The two times I looked forward to take photographs using the camera was last month during our road trips to Goa for a wedding, and to Bidar to see its fort.
Murphy struck and the camera developed a fault even as I waited for the bride and groom to get into their car after the wedding. After that, it was my mobile phone and I. It felt odd to "focus" on Bidar fort's sprawling walls using a mobile phone and not having to ponder over which setting would be better for landscape photography. On my mobile phone, one gets only a point-and-shoot type of camera and its better suited for Instagram than landscapes.
To take good photographs, one needs creativity and for some reason my creativity had hit a blank. It takes a lot of effort to even draft a blog post, and this one that I am typing is a forced effort only because my office work is taking some time and I have a few minutes to spare.
You see, the reason for my lack of "creative juices" could be traced back to those years when I threw myself into work to prove to myself that I could build a team, learn more about the product and try to climb the ladder of success. Those years at work got me recognition, two consecutive best performer awards and many sleepless nights. That was also the time when I reduced the time I spent on a blog or with my camera, and probably led to me unwittingly killing off any creativity I had left, in the name of innovating at the workplace.

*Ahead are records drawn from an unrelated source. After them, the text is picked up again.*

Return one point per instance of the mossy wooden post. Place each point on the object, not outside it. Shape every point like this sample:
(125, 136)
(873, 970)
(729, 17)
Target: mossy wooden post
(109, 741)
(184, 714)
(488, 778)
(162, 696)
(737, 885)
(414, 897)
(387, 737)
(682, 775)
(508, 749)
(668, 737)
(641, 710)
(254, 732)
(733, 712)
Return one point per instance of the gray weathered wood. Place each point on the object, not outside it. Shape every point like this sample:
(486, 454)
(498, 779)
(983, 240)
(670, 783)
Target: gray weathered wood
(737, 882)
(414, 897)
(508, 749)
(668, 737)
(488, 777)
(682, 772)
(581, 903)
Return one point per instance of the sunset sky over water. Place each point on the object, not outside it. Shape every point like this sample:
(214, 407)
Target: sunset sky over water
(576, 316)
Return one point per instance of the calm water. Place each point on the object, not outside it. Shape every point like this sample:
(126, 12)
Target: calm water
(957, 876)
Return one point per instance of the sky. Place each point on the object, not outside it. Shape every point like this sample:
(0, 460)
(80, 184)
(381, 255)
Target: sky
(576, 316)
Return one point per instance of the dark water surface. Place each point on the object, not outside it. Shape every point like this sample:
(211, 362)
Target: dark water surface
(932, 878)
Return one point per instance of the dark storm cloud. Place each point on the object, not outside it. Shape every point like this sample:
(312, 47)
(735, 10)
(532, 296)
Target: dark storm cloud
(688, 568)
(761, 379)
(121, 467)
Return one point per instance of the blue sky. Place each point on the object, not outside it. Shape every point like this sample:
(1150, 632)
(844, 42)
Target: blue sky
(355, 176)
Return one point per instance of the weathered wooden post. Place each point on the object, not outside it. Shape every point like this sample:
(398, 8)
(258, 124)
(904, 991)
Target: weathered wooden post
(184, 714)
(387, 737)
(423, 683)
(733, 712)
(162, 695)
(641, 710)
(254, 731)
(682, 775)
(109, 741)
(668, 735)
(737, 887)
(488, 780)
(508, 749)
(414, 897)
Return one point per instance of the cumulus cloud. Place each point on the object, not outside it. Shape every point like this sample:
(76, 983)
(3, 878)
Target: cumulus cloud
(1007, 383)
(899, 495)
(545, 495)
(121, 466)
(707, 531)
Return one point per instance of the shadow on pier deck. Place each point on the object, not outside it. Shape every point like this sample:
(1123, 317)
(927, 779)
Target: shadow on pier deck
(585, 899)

Innovation on, creativity gone. Irony anyone?
But I also realised that I had somehow gotten into a rut that I refused to recognise all these years.
I worked with the same type of people, had the same type of friends, hardly read books that stimulated any discussion in my head, listened to the same music, had the same kind of discussions with Anna over breakfast and dinner, and so on.
I had stopped asking myself questions, stopped myself from getting lost in music when I listened to new bands (listen to Cigarettes After Sex if you haven't), and became more unfeeling with every passing day.
When I was subjected to a questionnaire to know how a motorcyclist-slash-biker-slash-traveller thinks, I figured the questions would be cliched and the answers even more so. But as I tried to answer the questions that were posed to me, I realised this was one of the missing ingredients. I stopped asking myself why I did what I did. Or why I stopped doing what I enjoyed doing earlier. Writing blogs, imagining short stories based on a song I had just heard, or looking at a map and wondering which route to take next.
All these need time, and I convince myself that time is what I don't have what with a product release every 3 months.
But these are excuses you make each time, I argue to myself. All you need is to spend an hour trying something out: a photography exercise or a writing exercise instead of something that is easier because its more technical and I know how it can be done quickly.
Which is why I, once again like King Bruce in that story, am making this renewed effort.